Na Vacu kiedyś kiedyś chodziłam...dawno temu przed studniówka... w sumie podziałało, ale do tego doszła dieta, ćwiczenia itp, zobaczymy może nie na tym etapie odchudzania, ale na późniejszym, bo nie wiem może zmieniły się koszta tej przyjemności ale pamiętam że wtedy nie należało to do najtańszych... a przez 12 miesięcy muszę się trzymać.. Na razie tak szczerze , staram się trzymać tego jedzenia co 3 godziny i jem warzywka, trochę owoców, ryby, mięso z piersi kuraka(gotowane na parze) i trochę nabiału. A po wizycie u dietetyka będę miała konkretny plan. Ale na przykład dzisiaj, PM przyszedł żeby poznać mojego ojca(bardzo rzadko bywa w Polsce) no i jim bean czy jak to się tam pisze się chłodzi i obawiam się że się skusze.. ale postaram się na tylko troszeczkę...
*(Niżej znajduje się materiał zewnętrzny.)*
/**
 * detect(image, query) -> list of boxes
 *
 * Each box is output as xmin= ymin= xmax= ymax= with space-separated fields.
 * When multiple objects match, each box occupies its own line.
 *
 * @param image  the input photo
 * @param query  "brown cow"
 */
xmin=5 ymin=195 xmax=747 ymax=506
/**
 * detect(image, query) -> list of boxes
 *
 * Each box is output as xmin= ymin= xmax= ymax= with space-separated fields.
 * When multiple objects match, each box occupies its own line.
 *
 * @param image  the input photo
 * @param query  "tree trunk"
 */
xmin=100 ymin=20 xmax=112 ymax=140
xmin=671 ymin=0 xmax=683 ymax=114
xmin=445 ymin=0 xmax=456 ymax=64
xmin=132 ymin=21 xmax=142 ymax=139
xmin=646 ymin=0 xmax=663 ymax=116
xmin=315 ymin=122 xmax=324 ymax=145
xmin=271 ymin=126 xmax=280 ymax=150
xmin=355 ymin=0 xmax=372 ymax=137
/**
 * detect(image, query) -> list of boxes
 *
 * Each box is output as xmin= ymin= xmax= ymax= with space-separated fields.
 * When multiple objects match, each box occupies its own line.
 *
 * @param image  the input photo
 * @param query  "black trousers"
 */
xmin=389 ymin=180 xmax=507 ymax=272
No i rozwiązała się po części kwestia zaproszeń, będzie je malowała a raczej rysowała moja mamuśka przez pół roku zdąży hi hi, a ja z siostra tylko wydrukujemy ta podfruwajkę w środku;))
Maja być takie hmm kwadratowe, składane na pół pionowo, Tło kość słoniowa jak gdyby maźnięta fioletem.. i na tym taki kwiatko coś, jak powstanie pierwsze, albo chociaż konkretny szkic to obiecuje wkleić.
A wy się kobietki lepiej znacie, z jakim wyprzedzeniem można rezerwować terminu w USC??
A i jeszcze jedno, ta moja wyśniona wymarzona kiecka to model z 2008 ja myślicie w 2010 nie będę miała problemu żeby ją dostać, wiem że w szczecinie na Jagielońskiej jest salon który z nimi współpracuje..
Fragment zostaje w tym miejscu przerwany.